Il famoso scoppio di risate di Vivian, quando riceve la collana, non era previsto dal copione. Durante una notte di riprese, la stanchezza cominciava a farsi sentire su Julia Roberts. Garry Marshall, il regista, temeva che la tensione potesse rovinare la scena. Così, con un sussurro, chiese a Richard Gere di improvvisare qualcosa per strapparle un sorriso vero. Quando Gere chiuse bruscamente l’astuccio sulla mano di Julia, la reazione fu immediata e del tutto naturale: una risata limpida e irresistibile, destinata a entrare nella storia del cinema.

E quella collana? Non era un semplice oggetto di scena, ma un pezzo autentico firmato Maison Fred Joaillier. Ventitré rubini incastonati in cuori d’oro bianco, con un valore oggi stimato oltre un milione e mezzo di dollari. Nel film Edward la chiama un gioiello da 250 mila dollari, ma il vero valore rende la battuta di Gere ancora più audace e significativa. Quel momento improvvisato ha regalato una forza emotiva e visiva che nessuno avrebbe potuto scrivere.

Un finale diverso, più oscuro: la Disney riscrive la favola di Hollywood Boulevard

All’inizio, la storia dietro Pretty Woman era un dramma molto più duro. Intitolata “3.000 dollari”, la sceneggiatura raccontava di una Vivian fragile, segnata da dipendenze e un destino tragico. Edward, ben lontano dal principe azzurro, scendeva dall’auto con freddezza, lasciando Vivian sola in una Hollywood degradata e spietata. Alcune versioni parlano addirittura di una morte per overdose, un epilogo lontano anni luce dalla favola romantica che tutti conosciamo.

Il colpo di scena arrivò con l’intervento della Disney, che comprò i diritti e decise di alleggerire la storia, trasformandola in una favola moderna. Garry Marshall portò un ritmo più brillante e pop, cucendo una trama capace di conquistare il grande pubblico. Oggi è difficile immaginare Pretty Woman senza quel finale sulla scala antincendio, simbolo di riscatto ed emancipazione. Anche il casting fu una partita delicata: Al Pacino e Michelle Pfeiffer erano in corsa, ma alla fine furono Julia Roberts e Richard Gere a trovare una chimica che nessuno ha mai replicato.
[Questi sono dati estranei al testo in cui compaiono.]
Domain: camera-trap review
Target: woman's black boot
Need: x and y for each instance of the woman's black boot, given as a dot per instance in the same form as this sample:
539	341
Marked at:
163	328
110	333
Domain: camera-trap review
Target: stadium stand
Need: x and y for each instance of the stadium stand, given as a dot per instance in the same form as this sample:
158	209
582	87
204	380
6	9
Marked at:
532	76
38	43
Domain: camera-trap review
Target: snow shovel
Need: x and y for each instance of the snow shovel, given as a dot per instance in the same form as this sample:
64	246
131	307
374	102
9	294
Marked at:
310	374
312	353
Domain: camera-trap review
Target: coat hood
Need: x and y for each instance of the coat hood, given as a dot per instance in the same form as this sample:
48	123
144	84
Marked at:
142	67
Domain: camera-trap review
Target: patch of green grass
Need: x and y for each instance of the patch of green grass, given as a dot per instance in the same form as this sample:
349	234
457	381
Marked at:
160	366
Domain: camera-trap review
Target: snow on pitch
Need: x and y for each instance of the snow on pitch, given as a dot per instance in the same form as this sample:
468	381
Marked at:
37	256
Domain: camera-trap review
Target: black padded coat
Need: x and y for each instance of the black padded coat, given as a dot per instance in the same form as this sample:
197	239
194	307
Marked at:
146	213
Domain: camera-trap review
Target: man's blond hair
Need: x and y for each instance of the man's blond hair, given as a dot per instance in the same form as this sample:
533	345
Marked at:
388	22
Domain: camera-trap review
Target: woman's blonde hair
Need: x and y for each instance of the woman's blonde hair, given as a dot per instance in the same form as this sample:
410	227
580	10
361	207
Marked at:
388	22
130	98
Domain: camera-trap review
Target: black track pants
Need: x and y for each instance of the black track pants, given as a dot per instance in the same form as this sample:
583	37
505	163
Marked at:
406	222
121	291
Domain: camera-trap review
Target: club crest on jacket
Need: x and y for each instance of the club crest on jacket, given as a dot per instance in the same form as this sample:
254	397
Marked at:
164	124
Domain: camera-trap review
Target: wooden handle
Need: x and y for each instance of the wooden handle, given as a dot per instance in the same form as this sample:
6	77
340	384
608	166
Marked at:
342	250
Quel legame è il cuore pulsante del film.

Errori e dettagli decisivi: il lato nascosto di un cult

Nemmeno un classico come Pretty Woman è senza sbavature. Nella scena della colazione, per esempio, un cornetto si trasforma in pancake tra un’inquadratura e l’altra, un piccolo errore di continuità subito notato. Garry Marshall però decise di lasciar correre, convinto che la prova di Julia Roberts valesse molto di più di quella svista.

Un’altra curiosità riguarda la locandina del film: il corpo in primo piano non è quello di Julia Roberts. La sua testa è stata incollata digitalmente al corpo della modella e controfigura Shelley Michelle. Anche l’abito rosso indossato all’opera rischiò di saltare: la produzione voleva il nero, ma la costumista Marilyn Vance si batté con fermezza per mantenere il vestito originale. Quella scelta non ha solo definito lo stile del film, ma ha segnato un’epoca nella moda del cinema.

Infine, la scena in cui Edward suona il pianoforte nasconde un altro dettaglio intimo: la melodia fu composta e improvvisata sul momento da Richard Gere, aggiungendo spontaneità al personaggio e autenticità alla sua performance.

A 36 anni dalla sua uscita, Pretty Woman resta un punto fermo del cinema romantico. Un film che ha resistito al tempo grazie a quei dettagli inaspettati e a una storia così vera da sembrare intoccabile.